Many people who struggle with mental health issues such as bipolar disorder, anxiety, and depression seem to have something in common, or it happens to most of them – they also struggle with substance and alcohol abuse. You may have seen such cases before; and they are referred to as dual diagnosis or co-occurring disorders.
It is not easy when someone is trying to deal with alcohol and substance abuse – but it gets even more challenging when someone is trying to deal with a mental health disorder. However, there is hope at the end of the tunnel, and you can recover from both when you are determined to seek help.

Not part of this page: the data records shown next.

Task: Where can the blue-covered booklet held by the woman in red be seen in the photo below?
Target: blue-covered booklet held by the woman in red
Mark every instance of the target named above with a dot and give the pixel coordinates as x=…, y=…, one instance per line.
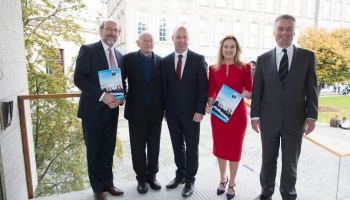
x=225, y=103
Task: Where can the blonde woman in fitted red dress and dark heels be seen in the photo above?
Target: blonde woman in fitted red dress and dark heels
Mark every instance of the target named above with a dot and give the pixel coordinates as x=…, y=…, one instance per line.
x=228, y=137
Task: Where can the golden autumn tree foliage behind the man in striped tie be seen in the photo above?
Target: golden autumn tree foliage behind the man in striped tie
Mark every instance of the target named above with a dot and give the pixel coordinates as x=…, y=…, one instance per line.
x=332, y=53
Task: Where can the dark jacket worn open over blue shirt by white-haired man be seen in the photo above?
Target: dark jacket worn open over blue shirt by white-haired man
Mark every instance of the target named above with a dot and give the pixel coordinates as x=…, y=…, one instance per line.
x=138, y=88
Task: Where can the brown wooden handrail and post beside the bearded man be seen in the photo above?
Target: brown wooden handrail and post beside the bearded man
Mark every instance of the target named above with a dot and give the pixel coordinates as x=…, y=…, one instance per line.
x=24, y=133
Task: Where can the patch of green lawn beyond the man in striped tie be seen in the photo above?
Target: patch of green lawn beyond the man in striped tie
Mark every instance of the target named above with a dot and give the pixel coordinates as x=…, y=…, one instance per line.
x=333, y=105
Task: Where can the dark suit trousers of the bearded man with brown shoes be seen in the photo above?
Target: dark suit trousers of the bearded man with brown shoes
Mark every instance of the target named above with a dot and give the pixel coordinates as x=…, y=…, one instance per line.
x=100, y=139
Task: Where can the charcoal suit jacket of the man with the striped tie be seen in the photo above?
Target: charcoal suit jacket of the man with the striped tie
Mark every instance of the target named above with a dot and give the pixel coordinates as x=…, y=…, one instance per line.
x=290, y=103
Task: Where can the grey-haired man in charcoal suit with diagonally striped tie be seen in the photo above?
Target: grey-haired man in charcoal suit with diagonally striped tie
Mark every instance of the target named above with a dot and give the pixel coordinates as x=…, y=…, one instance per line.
x=284, y=107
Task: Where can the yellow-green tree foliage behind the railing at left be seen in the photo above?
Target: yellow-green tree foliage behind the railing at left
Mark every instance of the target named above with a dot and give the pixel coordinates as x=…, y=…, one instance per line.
x=58, y=139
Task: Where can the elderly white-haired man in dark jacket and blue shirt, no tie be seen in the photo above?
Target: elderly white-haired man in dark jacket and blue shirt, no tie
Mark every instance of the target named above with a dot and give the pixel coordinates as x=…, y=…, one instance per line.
x=144, y=110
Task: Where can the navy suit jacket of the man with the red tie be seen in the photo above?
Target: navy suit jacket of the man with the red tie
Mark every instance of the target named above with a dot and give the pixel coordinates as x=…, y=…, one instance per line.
x=190, y=95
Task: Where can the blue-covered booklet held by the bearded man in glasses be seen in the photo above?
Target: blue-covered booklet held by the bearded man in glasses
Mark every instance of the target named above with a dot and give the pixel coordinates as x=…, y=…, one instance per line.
x=111, y=82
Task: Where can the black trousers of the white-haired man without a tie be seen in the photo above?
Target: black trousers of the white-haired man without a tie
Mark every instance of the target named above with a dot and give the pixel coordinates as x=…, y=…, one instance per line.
x=145, y=134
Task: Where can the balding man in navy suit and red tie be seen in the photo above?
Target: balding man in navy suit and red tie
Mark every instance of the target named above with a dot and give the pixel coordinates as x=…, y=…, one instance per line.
x=185, y=87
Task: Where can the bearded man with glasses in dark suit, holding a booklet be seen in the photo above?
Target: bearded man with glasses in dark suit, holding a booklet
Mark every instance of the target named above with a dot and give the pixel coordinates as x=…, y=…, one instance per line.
x=99, y=110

What is the exact link between mental health and substance abuse?
For people with a co-occurring disorder, both the drug and alcohol addiction as well as their mental illness will each have their specific aspects that are very different from each other, and will cause the person to fail in their ability to manage their difficulties, their home and work life, and even their ability to relate with other people.
The longer this problem goes untreated, the more their substance and alcohol abuse becomes worse. The result is a cycle of their abuse becoming worse and the deterioration of their mental health. The thing is co-occurring problems are very common, much more than what many people think, as evidenced by certain findings done by the American Medical Association.
They found that out of the population who have disorders of mental health, about 50 percent of them have problems with substance abuse. In addition, 53 [percent of drug abusers and 37 percent of alcohol abusers suffer from at least one mental illness.
What comes first between mental illness and substance abuse?
Even though there are certain substances that can lead to prolonged psychotic reactions and the development of mental illnesses, there is no clear-cut answer to this question, as you cannot conclude that the presence of one automatically leads to the other.
In spite of this, it is important to note that many people who abuse substances and alcohol often do it as a method of self-medication from their mental health issues. They may be using drugs to try and cope with the difficulty of living with their symptoms, to try and deal with the symptoms of a medical disorder that has not been properly diagnosed, or to try and change their moods. However, this soon becomes a bad habit of addiction, and their symptoms gradually become worse.
The second thing is that the abuse of drugs and alcohol actually increases your risk of getting or developing a mental disorder. It is not the sole factor in the development of these disorders, as they are caused by a complex combination of the environment you live in, your genetics, as well as other outside factors. If you are already at risk of getting a mental disorder, it can be enhanced by using alcohol or drugs. For instance, opioid abusers have a greater risk of developing depression, while marijuana abusers have an increased risk of getting psychosis.
The abuse of drugs and alcohol also makes the symptoms of mental disorders worse, as it can trigger new symptoms or increase certain symptoms. In addition, these drugs can interact with other medication you may be taking, such as antidepressants, mood stabilizers and anti-anxiety pills, and results in the medication becoming less effective at stabilizing your health.
The signs of co-occurring problems
The most difficult aspect of trying to diagnose a dual diagnosis is the fact that many people suffering from it are in denial. It is very hard for many people to admit they have a problem with substance abuse or even state how much it is affecting their lives negatively. In addition, there is a lot of stigmatization and misinformation around the subject of mental health, so many patients choose to ignore the signs and hope they will go away.
However, this problem does not disappear, so it is important to know if you are going through the signs of co-occurring disorder. They include using drugs to lessen unpleasant feelings or memories, seeing a correlation between your drug abuse and mental illness, other co-occurring disorders in your family, feeling anxious or depressed when you are sober, and unsolved history of abuse or trauma.
Most cases of co-occurring disorders happen to people struggling with anxiety disorders, bipolar disorder, and depression. Occasionally, other mental disorders that accompany such cases include PTSD (Post Traumatic Stress Disorder), Schizophrenia, and Borderline Personality Disorder.
Treatment for co-occurring disorders
There are plenty of treatment options one can explore when dealing with this case, but you need to make sure the method focuses on solving both your substance abuse issue as well as the mental health problem.
The main role of these therapy sessions is helping you to realize the role that the drugs and alcohol play in your life, and this should be done in a confident manner without the fear of additional negative consequences. When a person that is going through this is given an environment that helps them speak up, they will open up – so it should be a non-judgmental, confidential, and lacks ties to legal consequences.
The program you go through needs to educate you on drugs and alcohol, both on a general level and their specifics – including their interactions with other drugs, and how they affect the extent of mental illnesses.
The program needs to assist you to get support services and employment after recovery, in addition to assisting you to identify and develop your own goals for recovery. This will require the existence of special counselling to take care of both the drug abuse and mental illness aspects, which can be done individually, in groups, or with your family.
It is very common to see the problem of mental illness and drug and alcohol abuse occurring simultaneously, but the course of treatment is challenging because of stigmatization and mostly inappropriate treatment methods. However, there is hope for many patients, as the correct treatment method can assist you to recover.